How to Develop a Mapping to Process Hierarchical Data
How to Develop a Mapping to Process Hierarchical Data
Develop a mapping with complex ports, operators, and functions to process hierarchical data on the Spark or Databricks Spark engine.
The tasks and the order in which you perform the tasks to develop the mapping depend on the mapping scenario.
The following is an outline of the high-level tasks to develop and run a mapping to read, write, and process hierarchical data in complex files.
Create a connection.
Create a connection to access data in complex files based on the file storage.
Create a data object.
Create a data object to represent the complex files as sources or targets.
Configure the data object properties.
In the read and write operations, enable the column file properties to project columns in the complex files as complex data types.
Create a mapping and add mapping objects.
Create a mapping, and add Read and Write transformations.
To read from and write to a complex file, add Read and Write transformations based on the data object read and write operations.
To write to an Avro or Parquet file, you can also create a complex file target from an existing transformation in the mapping.
Based on the mapping logic, add other transformations that are supported on the run-time engine.
Generate struct data.
Based on the mapping scenario, use one of the hierarchical conversion wizards to generate struct data. You can also perform the following steps manually:
Create or import complex data type definitions for struct ports.
Create or import complex data type definitions that represent the schema of the struct data.
The complex data type definitions are stored in the type definition library, which is a Model repository object. The default name of the type definition library is m_Type_Definition_Library.
If a mapping uses one or more mapplets, rename the type definition libraries in the mapping and the mapplets to ensure that the names are unique.
Create and configure struct ports in transformations.
Create ports in transformations and assign struct data type.
Specify the type configuration for the struct ports.
You must reference a complex data type definition for the struct port.
Create expressions with complex functions to generate struct data.
Modify struct data.
You can convert struct data to relational or hierarchical data. If the struct data contains elements of primitive data types, you can extract the elements as relational data. If the struct data contains elements of complex data types, you can extract the elements as hierarchical data. Based on the mapping scenario, use one of the hierarchical conversion wizards to modify struct data. You can also perform the following steps manually:
Create output ports with port properties that match the element of the struct data that you want to extract.
Create expressions with complex operators or complex functions to modify the struct data.
Generate array data.
Create ports in transformations and assign array data type.
Specify the type configuration for the array ports.

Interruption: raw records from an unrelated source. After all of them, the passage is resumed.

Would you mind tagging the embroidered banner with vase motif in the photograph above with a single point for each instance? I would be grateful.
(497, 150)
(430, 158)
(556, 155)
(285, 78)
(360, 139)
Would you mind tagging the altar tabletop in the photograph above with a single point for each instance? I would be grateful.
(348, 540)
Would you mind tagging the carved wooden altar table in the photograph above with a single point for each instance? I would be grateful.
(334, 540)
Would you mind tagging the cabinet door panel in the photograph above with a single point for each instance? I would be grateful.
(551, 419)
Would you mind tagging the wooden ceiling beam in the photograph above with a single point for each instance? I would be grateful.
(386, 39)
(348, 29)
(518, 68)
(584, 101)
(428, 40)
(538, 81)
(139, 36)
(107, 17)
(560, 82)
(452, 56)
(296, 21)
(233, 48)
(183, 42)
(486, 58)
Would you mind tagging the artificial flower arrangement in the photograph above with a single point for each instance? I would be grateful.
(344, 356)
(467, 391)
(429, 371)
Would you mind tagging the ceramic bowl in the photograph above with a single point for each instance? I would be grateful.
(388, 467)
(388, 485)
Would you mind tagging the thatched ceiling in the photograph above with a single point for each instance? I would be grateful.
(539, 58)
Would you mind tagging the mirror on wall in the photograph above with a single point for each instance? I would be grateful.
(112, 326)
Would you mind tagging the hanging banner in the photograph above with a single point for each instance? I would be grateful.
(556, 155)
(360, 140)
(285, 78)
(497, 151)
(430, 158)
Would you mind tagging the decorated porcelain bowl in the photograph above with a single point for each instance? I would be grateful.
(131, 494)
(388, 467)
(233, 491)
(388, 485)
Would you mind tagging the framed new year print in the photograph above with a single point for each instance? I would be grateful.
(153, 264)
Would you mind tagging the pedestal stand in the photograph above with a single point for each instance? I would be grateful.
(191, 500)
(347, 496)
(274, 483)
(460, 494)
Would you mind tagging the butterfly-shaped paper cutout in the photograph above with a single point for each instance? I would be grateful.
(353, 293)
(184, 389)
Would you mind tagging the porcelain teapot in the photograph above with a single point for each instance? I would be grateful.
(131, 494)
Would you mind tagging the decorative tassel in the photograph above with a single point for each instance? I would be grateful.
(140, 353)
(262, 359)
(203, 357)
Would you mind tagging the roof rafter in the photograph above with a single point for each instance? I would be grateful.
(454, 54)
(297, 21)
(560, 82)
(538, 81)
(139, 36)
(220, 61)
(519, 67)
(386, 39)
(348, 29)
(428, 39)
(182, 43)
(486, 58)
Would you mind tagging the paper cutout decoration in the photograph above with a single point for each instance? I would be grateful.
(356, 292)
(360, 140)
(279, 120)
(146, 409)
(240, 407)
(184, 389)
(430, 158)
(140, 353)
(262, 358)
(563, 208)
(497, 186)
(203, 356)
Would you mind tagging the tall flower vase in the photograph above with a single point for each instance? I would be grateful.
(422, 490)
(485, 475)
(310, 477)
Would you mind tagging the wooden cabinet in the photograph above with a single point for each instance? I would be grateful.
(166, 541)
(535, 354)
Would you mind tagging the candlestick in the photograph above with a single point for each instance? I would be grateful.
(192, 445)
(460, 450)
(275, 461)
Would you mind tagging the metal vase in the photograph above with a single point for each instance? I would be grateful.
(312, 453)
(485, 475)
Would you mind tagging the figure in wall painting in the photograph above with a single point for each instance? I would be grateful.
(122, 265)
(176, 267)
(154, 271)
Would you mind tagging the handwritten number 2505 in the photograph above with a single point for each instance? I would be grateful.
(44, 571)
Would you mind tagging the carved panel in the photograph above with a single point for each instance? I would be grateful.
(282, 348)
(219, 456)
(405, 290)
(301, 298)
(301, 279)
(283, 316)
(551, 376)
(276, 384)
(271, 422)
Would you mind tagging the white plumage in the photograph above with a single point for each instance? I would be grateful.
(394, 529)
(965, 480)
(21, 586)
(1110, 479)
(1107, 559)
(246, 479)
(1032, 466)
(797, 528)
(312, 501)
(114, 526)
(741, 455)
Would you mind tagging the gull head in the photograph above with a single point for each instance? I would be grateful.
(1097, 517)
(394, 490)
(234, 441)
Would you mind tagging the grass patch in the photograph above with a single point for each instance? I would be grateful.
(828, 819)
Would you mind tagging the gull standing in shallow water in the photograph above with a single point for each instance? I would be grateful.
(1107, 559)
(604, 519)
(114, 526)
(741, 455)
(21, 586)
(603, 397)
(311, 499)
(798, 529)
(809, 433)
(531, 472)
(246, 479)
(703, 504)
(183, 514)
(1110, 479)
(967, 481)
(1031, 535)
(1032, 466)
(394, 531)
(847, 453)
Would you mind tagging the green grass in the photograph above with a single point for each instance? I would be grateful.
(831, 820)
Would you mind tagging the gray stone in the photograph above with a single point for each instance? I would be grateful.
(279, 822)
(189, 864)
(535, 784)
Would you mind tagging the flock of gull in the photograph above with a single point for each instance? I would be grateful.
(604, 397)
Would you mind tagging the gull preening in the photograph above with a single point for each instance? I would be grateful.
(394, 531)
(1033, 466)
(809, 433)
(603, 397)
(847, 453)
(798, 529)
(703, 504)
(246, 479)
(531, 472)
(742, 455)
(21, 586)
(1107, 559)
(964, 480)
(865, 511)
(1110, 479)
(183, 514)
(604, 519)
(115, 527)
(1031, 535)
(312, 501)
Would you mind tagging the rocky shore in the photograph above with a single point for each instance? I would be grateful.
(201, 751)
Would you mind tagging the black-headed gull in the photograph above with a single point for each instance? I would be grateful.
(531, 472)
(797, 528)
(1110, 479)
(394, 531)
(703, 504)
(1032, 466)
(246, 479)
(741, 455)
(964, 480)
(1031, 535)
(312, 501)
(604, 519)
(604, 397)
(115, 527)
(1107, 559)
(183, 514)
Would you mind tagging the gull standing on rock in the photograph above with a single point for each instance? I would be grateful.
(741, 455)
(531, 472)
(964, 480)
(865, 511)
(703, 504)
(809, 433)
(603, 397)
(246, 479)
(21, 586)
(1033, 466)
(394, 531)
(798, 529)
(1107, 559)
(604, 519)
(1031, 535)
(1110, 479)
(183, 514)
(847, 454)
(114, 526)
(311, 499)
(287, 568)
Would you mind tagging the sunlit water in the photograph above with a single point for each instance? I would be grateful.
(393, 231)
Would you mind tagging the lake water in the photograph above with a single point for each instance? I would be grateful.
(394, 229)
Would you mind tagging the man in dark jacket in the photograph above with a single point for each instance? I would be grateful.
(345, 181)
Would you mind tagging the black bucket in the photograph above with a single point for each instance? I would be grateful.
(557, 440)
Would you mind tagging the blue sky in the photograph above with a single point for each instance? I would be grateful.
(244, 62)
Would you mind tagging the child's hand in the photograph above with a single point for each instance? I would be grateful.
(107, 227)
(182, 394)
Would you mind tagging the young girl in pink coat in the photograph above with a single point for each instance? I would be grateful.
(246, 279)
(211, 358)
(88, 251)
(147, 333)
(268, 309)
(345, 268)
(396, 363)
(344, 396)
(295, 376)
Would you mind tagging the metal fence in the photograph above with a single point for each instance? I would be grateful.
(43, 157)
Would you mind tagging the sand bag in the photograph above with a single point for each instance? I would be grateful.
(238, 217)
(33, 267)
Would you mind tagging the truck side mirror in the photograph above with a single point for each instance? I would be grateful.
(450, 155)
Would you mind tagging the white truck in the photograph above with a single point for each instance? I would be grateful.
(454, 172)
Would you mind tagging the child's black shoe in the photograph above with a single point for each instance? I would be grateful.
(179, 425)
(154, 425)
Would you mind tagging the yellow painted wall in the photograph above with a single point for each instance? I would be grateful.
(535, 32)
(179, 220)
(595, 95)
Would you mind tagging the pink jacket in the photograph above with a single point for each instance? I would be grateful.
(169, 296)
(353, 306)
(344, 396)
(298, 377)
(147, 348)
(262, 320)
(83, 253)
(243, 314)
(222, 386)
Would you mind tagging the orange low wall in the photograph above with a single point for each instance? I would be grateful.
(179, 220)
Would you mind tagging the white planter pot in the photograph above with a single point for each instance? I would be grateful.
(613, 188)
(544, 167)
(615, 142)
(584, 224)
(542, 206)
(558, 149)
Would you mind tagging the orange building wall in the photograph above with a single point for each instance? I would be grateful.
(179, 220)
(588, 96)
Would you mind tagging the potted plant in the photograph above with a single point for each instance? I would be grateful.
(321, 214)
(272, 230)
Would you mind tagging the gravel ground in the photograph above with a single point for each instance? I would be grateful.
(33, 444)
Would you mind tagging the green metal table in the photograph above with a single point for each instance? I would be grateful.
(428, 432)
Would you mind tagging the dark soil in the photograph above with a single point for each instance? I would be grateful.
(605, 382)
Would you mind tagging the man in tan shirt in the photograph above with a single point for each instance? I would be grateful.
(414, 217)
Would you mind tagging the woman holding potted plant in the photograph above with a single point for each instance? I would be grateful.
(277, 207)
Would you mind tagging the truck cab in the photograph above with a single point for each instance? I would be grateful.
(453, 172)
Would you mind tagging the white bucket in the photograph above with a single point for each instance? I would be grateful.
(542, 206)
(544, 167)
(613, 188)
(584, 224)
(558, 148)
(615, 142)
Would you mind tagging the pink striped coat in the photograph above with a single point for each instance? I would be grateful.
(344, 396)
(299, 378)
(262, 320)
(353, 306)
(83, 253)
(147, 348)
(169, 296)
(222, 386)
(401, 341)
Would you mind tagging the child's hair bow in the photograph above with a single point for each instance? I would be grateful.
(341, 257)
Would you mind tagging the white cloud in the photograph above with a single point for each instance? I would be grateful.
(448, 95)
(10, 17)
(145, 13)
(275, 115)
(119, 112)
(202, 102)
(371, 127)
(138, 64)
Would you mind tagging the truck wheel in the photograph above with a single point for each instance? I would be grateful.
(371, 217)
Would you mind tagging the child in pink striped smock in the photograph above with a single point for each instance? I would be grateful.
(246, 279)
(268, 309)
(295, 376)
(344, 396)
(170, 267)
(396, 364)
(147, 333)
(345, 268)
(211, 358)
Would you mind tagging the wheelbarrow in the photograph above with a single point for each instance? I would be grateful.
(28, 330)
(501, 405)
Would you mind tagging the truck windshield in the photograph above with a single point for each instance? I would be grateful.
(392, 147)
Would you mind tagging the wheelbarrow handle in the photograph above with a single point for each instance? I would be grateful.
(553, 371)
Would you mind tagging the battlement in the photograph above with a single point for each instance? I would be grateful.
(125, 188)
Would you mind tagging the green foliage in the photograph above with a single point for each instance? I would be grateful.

Create expressions with complex functions to generate array data.
Modify array data.
You can convert array data to relational or hierarchical data. If the array data contains elements of primitive data types, you can extract the elements as relational data. If the array data contains elements of complex data types, you can extract the elements as hierarchical data. Based on the mapping scenario, use one of the hierarchical conversion wizards to modify array data. You can also perform the following steps manually:
Create output ports with port properties that match the element of the array data that you want to extract.
Create expressions with complex operators or complex functions to modify the array data.
Generate map data.
Create ports in transformations and assign map data type.
Specify the type configuration for the map ports.
Create expressions with complex functions to generate map data.
Modify map data.
You can convert map data to relational or hierarchical data. If the map data contains elements of primitive data types, you can extract the elements as relational data. If the map data contains elements of complex data types, you can extract the elements as hierarchical data. Based on the mapping scenario, use one of the hierarchical conversion wizards to modify map data. You can also perform the following steps manually:
Create output ports with port properties that match the element of the map data that you want to extract.
Create expressions with complex operators or complex functions to modify the map data.
Configure the transformations.
Link the ports and configure the transformation properties based on the mapping logic.
Configure the mapping properties.
Configure the following mapping run-time properties:
To run on the Spark engine, choose the Spark validation environment and Hadoop as the execution environment.
To run on the Databricks Spark engine, choose the Databricks Spark validation environment and Hadoop as the execution environment.
Validate and run the mapping.
Validate the mapping to identify and correct any errors.
Optionally, view the engine execution plan to debug the logic.